How often should I check my portfolio?
This piece has been kindly contributed and reproduced with permission of the author, Catherine Emerson at Kernel Wealth.
Every day we are constantly reminded that the harder we work at something, the greater the reward. It’s a mantra which is reinforced in childhood, in the office, at the gym…and in most cases, it pays dividends. However, when it comes to investing, this is the exact behaviour you should avoid.
Successful investing involves time in the market (riding the ups and downs), minimising trading, keeping costs low, and managing your diversification. These are the things that you can control, and they involve very little time and effort.
It can be difficult to stick to this hands-off investment style
Surely paying more attention and making more decisions creates better outcomes – right? Or maybe not. One of the reasons is the psychological concept of loss aversion. In short, loss aversion refers to the fact that people dislike losing money much more than they like making it!
As a simple example, would you take a bet on a coin flip that would pay you $11 if you win, but you pay $10 if you lose? In a rational world, you should as the potential payoff is greater than the potential loss. But most people would avoid the bet for fear of the potential loss.
When it comes to investing, we know that the stock market can be volatile. Each day it may be up or down (the toss of a coin), but over long periods the market, due to general economic prosperity, long term collective growth and overall advancement, tends to go up.

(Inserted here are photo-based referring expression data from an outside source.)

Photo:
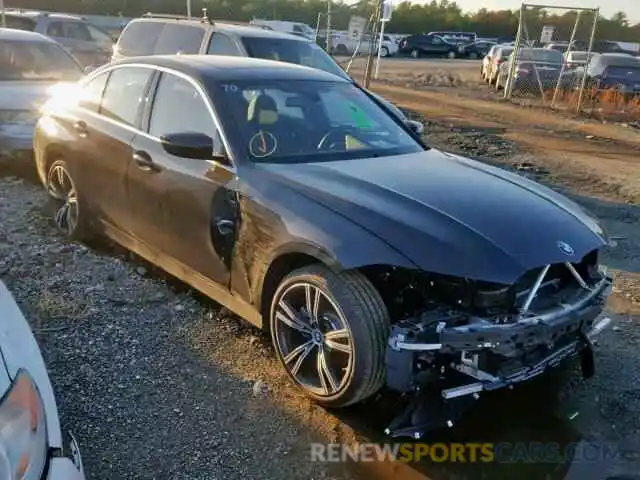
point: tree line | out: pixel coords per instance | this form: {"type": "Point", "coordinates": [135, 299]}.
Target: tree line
{"type": "Point", "coordinates": [407, 18]}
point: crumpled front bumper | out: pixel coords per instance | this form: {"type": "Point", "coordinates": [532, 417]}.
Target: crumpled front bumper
{"type": "Point", "coordinates": [463, 351]}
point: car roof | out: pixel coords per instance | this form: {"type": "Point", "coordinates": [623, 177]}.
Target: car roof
{"type": "Point", "coordinates": [37, 13]}
{"type": "Point", "coordinates": [244, 30]}
{"type": "Point", "coordinates": [201, 67]}
{"type": "Point", "coordinates": [23, 36]}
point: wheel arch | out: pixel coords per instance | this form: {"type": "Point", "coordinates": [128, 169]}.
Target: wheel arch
{"type": "Point", "coordinates": [296, 255]}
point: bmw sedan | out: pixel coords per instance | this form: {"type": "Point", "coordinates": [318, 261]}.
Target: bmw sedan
{"type": "Point", "coordinates": [291, 197]}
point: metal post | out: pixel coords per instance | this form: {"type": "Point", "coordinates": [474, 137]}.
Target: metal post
{"type": "Point", "coordinates": [315, 38]}
{"type": "Point", "coordinates": [329, 46]}
{"type": "Point", "coordinates": [564, 64]}
{"type": "Point", "coordinates": [369, 66]}
{"type": "Point", "coordinates": [380, 48]}
{"type": "Point", "coordinates": [596, 15]}
{"type": "Point", "coordinates": [512, 67]}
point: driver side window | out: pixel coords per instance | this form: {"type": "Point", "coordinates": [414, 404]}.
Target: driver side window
{"type": "Point", "coordinates": [178, 107]}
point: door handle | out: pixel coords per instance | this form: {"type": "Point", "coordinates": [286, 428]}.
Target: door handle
{"type": "Point", "coordinates": [144, 161]}
{"type": "Point", "coordinates": [81, 128]}
{"type": "Point", "coordinates": [225, 227]}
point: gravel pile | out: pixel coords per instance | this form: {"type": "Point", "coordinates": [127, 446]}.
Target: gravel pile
{"type": "Point", "coordinates": [143, 398]}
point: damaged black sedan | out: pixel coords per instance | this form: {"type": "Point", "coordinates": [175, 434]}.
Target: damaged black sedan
{"type": "Point", "coordinates": [295, 199]}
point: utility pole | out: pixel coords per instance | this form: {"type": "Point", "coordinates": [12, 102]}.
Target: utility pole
{"type": "Point", "coordinates": [372, 51]}
{"type": "Point", "coordinates": [329, 27]}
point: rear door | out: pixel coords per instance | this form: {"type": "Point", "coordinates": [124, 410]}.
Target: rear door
{"type": "Point", "coordinates": [183, 207]}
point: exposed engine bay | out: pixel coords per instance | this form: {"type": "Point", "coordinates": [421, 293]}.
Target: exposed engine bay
{"type": "Point", "coordinates": [466, 336]}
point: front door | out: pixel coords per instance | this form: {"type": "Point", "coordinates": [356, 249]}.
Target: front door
{"type": "Point", "coordinates": [186, 208]}
{"type": "Point", "coordinates": [107, 120]}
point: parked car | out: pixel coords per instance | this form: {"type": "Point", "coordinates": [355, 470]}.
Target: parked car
{"type": "Point", "coordinates": [498, 57]}
{"type": "Point", "coordinates": [575, 59]}
{"type": "Point", "coordinates": [535, 69]}
{"type": "Point", "coordinates": [477, 49]}
{"type": "Point", "coordinates": [91, 45]}
{"type": "Point", "coordinates": [291, 197]}
{"type": "Point", "coordinates": [293, 28]}
{"type": "Point", "coordinates": [457, 38]}
{"type": "Point", "coordinates": [168, 34]}
{"type": "Point", "coordinates": [30, 65]}
{"type": "Point", "coordinates": [345, 45]}
{"type": "Point", "coordinates": [602, 46]}
{"type": "Point", "coordinates": [31, 442]}
{"type": "Point", "coordinates": [423, 45]}
{"type": "Point", "coordinates": [562, 47]}
{"type": "Point", "coordinates": [607, 71]}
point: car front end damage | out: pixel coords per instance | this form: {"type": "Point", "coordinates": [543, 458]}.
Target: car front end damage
{"type": "Point", "coordinates": [466, 337]}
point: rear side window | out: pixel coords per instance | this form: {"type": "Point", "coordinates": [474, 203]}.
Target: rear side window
{"type": "Point", "coordinates": [20, 23]}
{"type": "Point", "coordinates": [139, 38]}
{"type": "Point", "coordinates": [92, 93]}
{"type": "Point", "coordinates": [124, 93]}
{"type": "Point", "coordinates": [179, 39]}
{"type": "Point", "coordinates": [221, 44]}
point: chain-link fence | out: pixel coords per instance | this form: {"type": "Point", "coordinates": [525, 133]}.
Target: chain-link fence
{"type": "Point", "coordinates": [550, 62]}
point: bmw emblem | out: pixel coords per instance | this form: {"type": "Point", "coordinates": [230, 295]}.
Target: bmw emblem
{"type": "Point", "coordinates": [565, 248]}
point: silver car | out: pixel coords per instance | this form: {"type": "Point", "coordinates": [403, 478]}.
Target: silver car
{"type": "Point", "coordinates": [31, 441]}
{"type": "Point", "coordinates": [30, 65]}
{"type": "Point", "coordinates": [91, 45]}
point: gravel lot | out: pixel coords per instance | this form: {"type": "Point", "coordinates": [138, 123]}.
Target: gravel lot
{"type": "Point", "coordinates": [157, 382]}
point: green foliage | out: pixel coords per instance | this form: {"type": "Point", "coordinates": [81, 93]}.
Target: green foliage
{"type": "Point", "coordinates": [408, 17]}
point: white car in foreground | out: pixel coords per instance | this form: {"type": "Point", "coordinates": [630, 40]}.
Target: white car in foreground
{"type": "Point", "coordinates": [31, 442]}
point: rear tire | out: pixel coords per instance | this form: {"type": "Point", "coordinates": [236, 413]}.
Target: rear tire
{"type": "Point", "coordinates": [330, 332]}
{"type": "Point", "coordinates": [71, 215]}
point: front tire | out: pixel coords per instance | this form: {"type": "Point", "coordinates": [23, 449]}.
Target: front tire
{"type": "Point", "coordinates": [330, 332]}
{"type": "Point", "coordinates": [70, 215]}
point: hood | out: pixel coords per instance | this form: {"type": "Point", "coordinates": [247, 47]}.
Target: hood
{"type": "Point", "coordinates": [450, 215]}
{"type": "Point", "coordinates": [20, 95]}
{"type": "Point", "coordinates": [19, 350]}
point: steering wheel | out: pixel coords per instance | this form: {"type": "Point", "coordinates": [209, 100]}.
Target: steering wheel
{"type": "Point", "coordinates": [335, 138]}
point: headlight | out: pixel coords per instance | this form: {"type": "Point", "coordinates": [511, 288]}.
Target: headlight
{"type": "Point", "coordinates": [17, 117]}
{"type": "Point", "coordinates": [23, 431]}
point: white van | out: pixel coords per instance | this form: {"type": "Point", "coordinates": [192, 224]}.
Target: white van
{"type": "Point", "coordinates": [295, 28]}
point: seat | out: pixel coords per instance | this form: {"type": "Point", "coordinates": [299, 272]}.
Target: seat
{"type": "Point", "coordinates": [262, 111]}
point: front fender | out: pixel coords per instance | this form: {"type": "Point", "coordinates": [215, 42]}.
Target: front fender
{"type": "Point", "coordinates": [276, 222]}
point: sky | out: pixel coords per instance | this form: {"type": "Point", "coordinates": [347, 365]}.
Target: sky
{"type": "Point", "coordinates": [607, 7]}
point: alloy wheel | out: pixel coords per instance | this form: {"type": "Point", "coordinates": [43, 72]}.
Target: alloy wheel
{"type": "Point", "coordinates": [61, 187]}
{"type": "Point", "coordinates": [313, 339]}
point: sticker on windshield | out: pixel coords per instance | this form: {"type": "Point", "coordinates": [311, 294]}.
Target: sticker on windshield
{"type": "Point", "coordinates": [360, 118]}
{"type": "Point", "coordinates": [262, 144]}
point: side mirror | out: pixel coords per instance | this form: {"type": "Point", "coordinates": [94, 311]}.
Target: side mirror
{"type": "Point", "coordinates": [416, 127]}
{"type": "Point", "coordinates": [197, 146]}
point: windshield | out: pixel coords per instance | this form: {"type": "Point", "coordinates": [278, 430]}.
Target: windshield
{"type": "Point", "coordinates": [40, 61]}
{"type": "Point", "coordinates": [293, 51]}
{"type": "Point", "coordinates": [302, 121]}
{"type": "Point", "coordinates": [540, 55]}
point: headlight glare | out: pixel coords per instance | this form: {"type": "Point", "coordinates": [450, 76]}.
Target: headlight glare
{"type": "Point", "coordinates": [18, 117]}
{"type": "Point", "coordinates": [23, 435]}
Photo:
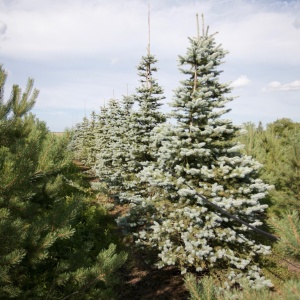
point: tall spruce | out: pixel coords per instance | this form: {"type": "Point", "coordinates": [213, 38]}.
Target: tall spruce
{"type": "Point", "coordinates": [198, 156]}
{"type": "Point", "coordinates": [149, 96]}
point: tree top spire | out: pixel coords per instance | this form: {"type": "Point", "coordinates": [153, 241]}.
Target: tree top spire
{"type": "Point", "coordinates": [148, 48]}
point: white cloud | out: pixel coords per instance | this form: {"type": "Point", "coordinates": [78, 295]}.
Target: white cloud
{"type": "Point", "coordinates": [3, 28]}
{"type": "Point", "coordinates": [114, 61]}
{"type": "Point", "coordinates": [80, 51]}
{"type": "Point", "coordinates": [242, 81]}
{"type": "Point", "coordinates": [277, 86]}
{"type": "Point", "coordinates": [297, 23]}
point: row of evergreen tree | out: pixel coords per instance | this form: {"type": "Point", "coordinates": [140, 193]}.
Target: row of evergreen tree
{"type": "Point", "coordinates": [194, 195]}
{"type": "Point", "coordinates": [52, 237]}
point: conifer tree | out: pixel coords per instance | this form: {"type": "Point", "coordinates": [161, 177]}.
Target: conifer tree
{"type": "Point", "coordinates": [141, 123]}
{"type": "Point", "coordinates": [199, 157]}
{"type": "Point", "coordinates": [48, 250]}
{"type": "Point", "coordinates": [278, 149]}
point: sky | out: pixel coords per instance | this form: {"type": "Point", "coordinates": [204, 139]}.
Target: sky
{"type": "Point", "coordinates": [81, 53]}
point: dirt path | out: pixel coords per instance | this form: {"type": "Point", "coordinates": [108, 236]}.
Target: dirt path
{"type": "Point", "coordinates": [139, 280]}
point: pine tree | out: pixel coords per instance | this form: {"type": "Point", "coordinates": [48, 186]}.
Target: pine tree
{"type": "Point", "coordinates": [141, 123]}
{"type": "Point", "coordinates": [199, 157]}
{"type": "Point", "coordinates": [48, 250]}
{"type": "Point", "coordinates": [277, 148]}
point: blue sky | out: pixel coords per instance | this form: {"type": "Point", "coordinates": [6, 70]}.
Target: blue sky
{"type": "Point", "coordinates": [82, 52]}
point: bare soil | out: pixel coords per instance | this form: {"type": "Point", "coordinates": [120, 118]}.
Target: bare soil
{"type": "Point", "coordinates": [141, 280]}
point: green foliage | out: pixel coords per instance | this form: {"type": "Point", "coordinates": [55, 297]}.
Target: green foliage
{"type": "Point", "coordinates": [287, 228]}
{"type": "Point", "coordinates": [278, 148]}
{"type": "Point", "coordinates": [198, 156]}
{"type": "Point", "coordinates": [49, 247]}
{"type": "Point", "coordinates": [208, 289]}
{"type": "Point", "coordinates": [204, 290]}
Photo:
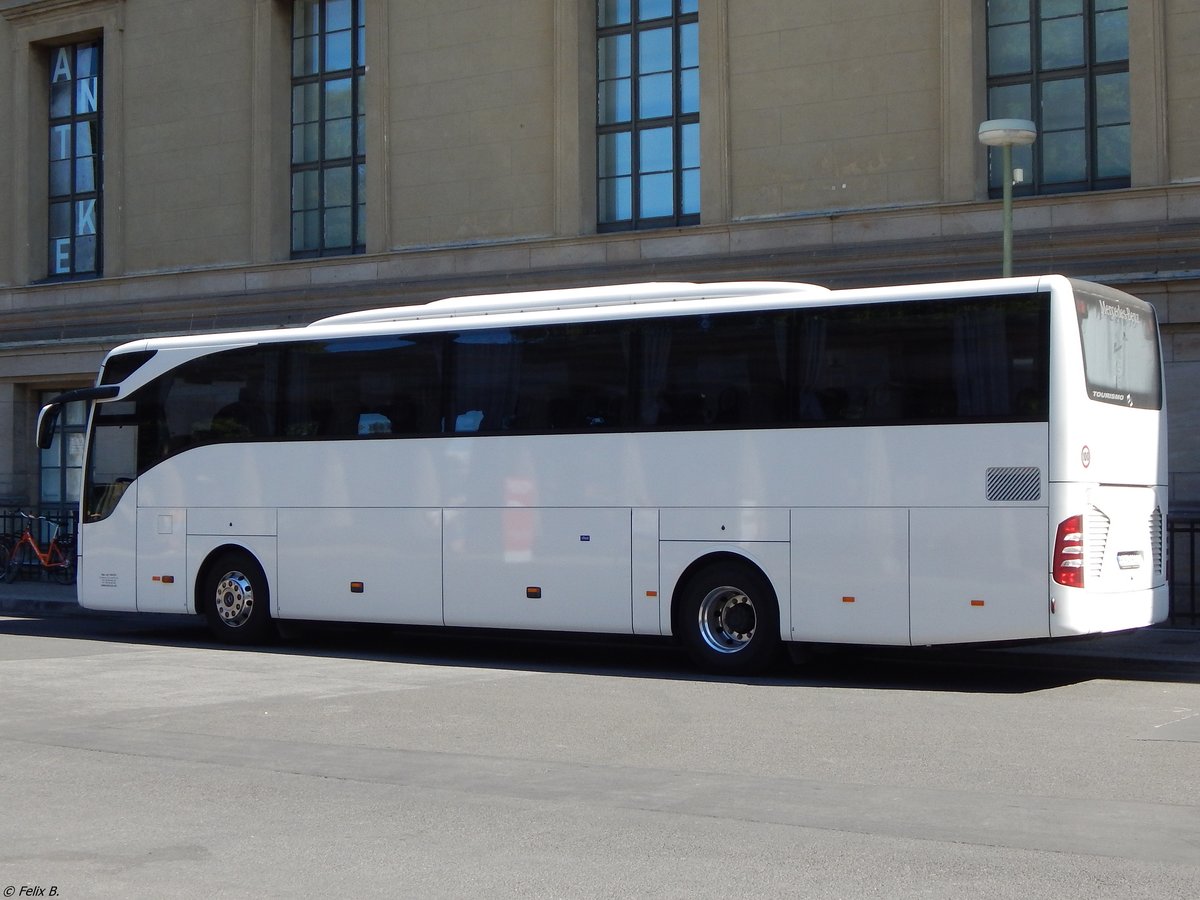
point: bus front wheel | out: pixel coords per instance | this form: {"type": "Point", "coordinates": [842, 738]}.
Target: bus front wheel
{"type": "Point", "coordinates": [727, 619]}
{"type": "Point", "coordinates": [237, 601]}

But loss aversion, coupled with these short-term fluctuations that create news headlines, drives us to constantly check our portfolios and reassess our decisions. This may make you more likely to change your investment plan, whether that’s withdrawing money or adjusting your risk exposure in a KiwiSaver Scheme or other managed fund – over the long term that will lead to lower returns!
Surely doing something – anything, is better than doing nothing? Yet nothing has changed in your circumstances to warrant change.
So, remember, next time you are tempted to make an active decision or to move away from your plan, successful investors are not busy investors – just smart ones with lots of free time.
If you shouldn’t look, why would we show you?
We understand that in today’s world we expect 24/7 access, via our mobile.
Despite this, once you’ve started your investment plan – don’t look. You will be best served to check your portfolio or KiwiSaver Scheme only a couple of times a year, or when your personal circumstances change.
In short, check your portfolio as often as you like, it will be there, but we suggest only a couple of times a year. Then act only when your circumstances change substantially.